First active in the mid-1940s, Monk was a bop fellow traveler, but never a bopper with his anti-virtuosic approach to rhythm and harmony. Famous by the 1960s, he maintained his idiosyncratic style. Monk’s compositions’ playful mix of linear and cyclical motifs is defiantly post-modern. In his self-contained world, he re-recorded the same tunes and often refers to others he had written during improvisations. Cast in standard head-solo-solo-head formation, the compositions are inimitable. As pianist Jessica Williams says: “A musician playing a Monk tune sounds like Monk because Monk tunes sound like Monk tunes.”
Following Monk’s death however, the burgeoning jazz repertory movement turned from the ideas of older musicians who interpreted Monk’s challenging music their own way. As Solis writes: “All jazz performances involve …the act of molding something new out of something old [from which] … musicians develop the sense of their own place in music”. Instead Monk’s son, drummer T.S. Monk, under the auspices of the Thelonious Monk Institute of Jazz, created authorized scores, “classicizing” the music as a link to the mainstream that went back to Louis Armstrong and Duke Ellington and forward to the neo-boppers, including trumpeter Wynton Marsalis and pianist Marcus Roberts. These classicists “advocate a right way to play Monk’s music along similar lines and each have borrowed extensively from the cultural legitimacy of the Western classical tradition,” writes Solis. He asks: “Why would a canon developing in the final years of the 20th century, for an African American music … itself primarily a product of that century, follow a number of modernist aesthetic ideologies more reflective of 19th century European music?”

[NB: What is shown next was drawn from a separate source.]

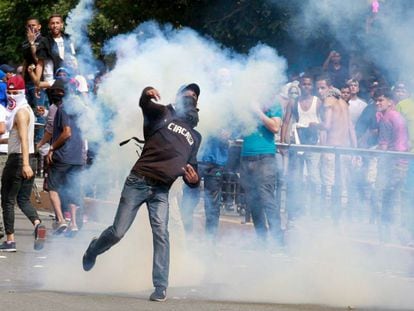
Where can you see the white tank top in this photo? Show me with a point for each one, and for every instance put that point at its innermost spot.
(310, 115)
(15, 145)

Although Monk sidemen such as saxophonist Steve Lacy relate that once Monk decided on a method of playing his tunes he stuck to it, they also mention his humor. This quality is missing from bland Monk tribute CDs analyzed by Solis. Marsalis plays Monk in “a mannered fashion” and Roberts presents “perhaps the purest canonical approach to constructing Monk’s legacy” on a recording permeated with “the portentous air of seriousness”.
When “outside” musicians interpret Monk, however, as the Art Ensemble of Chicago did with pianist Cecil Taylor, they re-contextualize the melodies with additional rhythmic inflections as well as quotes from other versions of the piece. “The avant garde sees Monk’s music as a set of vehicles for improvisation that extends the expressive registers available to performers,” Solis writes, concluding that “they rather than the institutional mainstream can be seen as the real keepers of jazz’s core tradition.”As he writes: “Conflict between mainstream and alternative orientations in jazz and Monk’s place in the conflict can shed light on … the uses of music in the making of socio-cultural positions … and … allows for a consideration of alternatives to the classicizing model of historical jazz repertoire”. For someone as idiosyncratic as Monk, that judgment appears just about perfect.